Tag Archives: My Darling Vivian

The Other Woman

My Darling Vivian

by George Wolf

Imagine if the world thought your father was one half of an all-time great love story, but the other half wasn’t your mother.

You’d probably want people to know her story, too.

Director Matt Riddlehoover lets the four daughters of Johnny Cash and Vivian Liberto remove the shadow that has long obscured their mother’s life. In the endlessly endearing My Darling Vivian, we’re introduced to a woman of great strength and grace, and an intimate story that reinforces both the power and pain of love.

Johnny and Vivian met as teenagers in Texas, writing passionate letters while he was away as an Air Force cadet, then marrying young and immediately starting a family before his legendary music career exploded.

Whether by necessity or choice, Riddlehoover interviews Rosanne, Tara, Kathy and Cindy Cash separately, and the result is a wonderful mix of memory and perspective. Rosanne’s remark that the sisters had “four different mothers” rings true as their recollections of youth often bounce off one another with a charming Roshoman-style variety.

The stream of still photos, home movies and excerpts from the nearly one thousand letters (!) Vivian saved presents incredible insight into the sweetness of young love and the increasing demands on the shy and anxiety-prone wife of a superstar.

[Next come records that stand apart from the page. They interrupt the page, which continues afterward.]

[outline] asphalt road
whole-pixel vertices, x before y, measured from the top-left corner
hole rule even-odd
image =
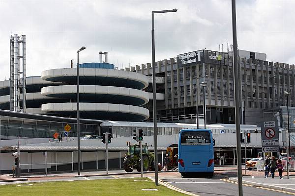
[[[154,174],[146,173],[145,177],[153,178]],[[30,178],[24,182],[0,183],[1,184],[9,184],[21,183],[43,182],[53,181],[91,180],[102,179],[118,179],[134,178],[140,176],[140,174],[127,174],[93,176],[84,177],[66,177],[64,178]],[[182,177],[178,172],[159,173],[159,178],[170,186],[177,187],[196,196],[236,196],[238,195],[237,183],[229,180],[227,175],[214,175],[212,177]],[[278,180],[280,179],[278,178]],[[294,193],[288,193],[281,191],[266,189],[252,185],[243,186],[244,196],[284,196],[295,195]]]
[[[191,178],[164,177],[161,180],[169,185],[183,191],[200,196],[236,196],[238,195],[238,187],[236,182],[229,180],[224,176],[215,176],[211,178]],[[279,180],[279,179],[278,179]],[[244,185],[244,196],[284,196],[295,195],[294,193],[266,189],[252,185]]]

While Johnny’s constant touring left Vivian alone to care for four children under six years old, the pressures of fame, Cash’s drug use and the shameful accusations about Vivian’s ethnicity all added to the toxic atmosphere. As rumors swirled about Johnny’s involvement with June Carter, news of their parents’ divorce actually came as a relief to the oldest of the Cash sisters.

The memories are often presented with aching detail – coming home from school and seeing fresh dry cleaning meant their mother had not committed suicide that day – and the openness of the family archives is breathtaking. And still, Vivian’s own voice remains absent, haunting much of the film until Riddlehoover plays that hand for maximum effect.

My Darling Vivian is essential to understanding the complete legacy of a cultural icon. But even beyond the celebrity trappings, it is a bittersweet testament to love, to family, and to scars that never quite fade.

And, most of all, it’s a record-straightening ode to a woman well worth knowing.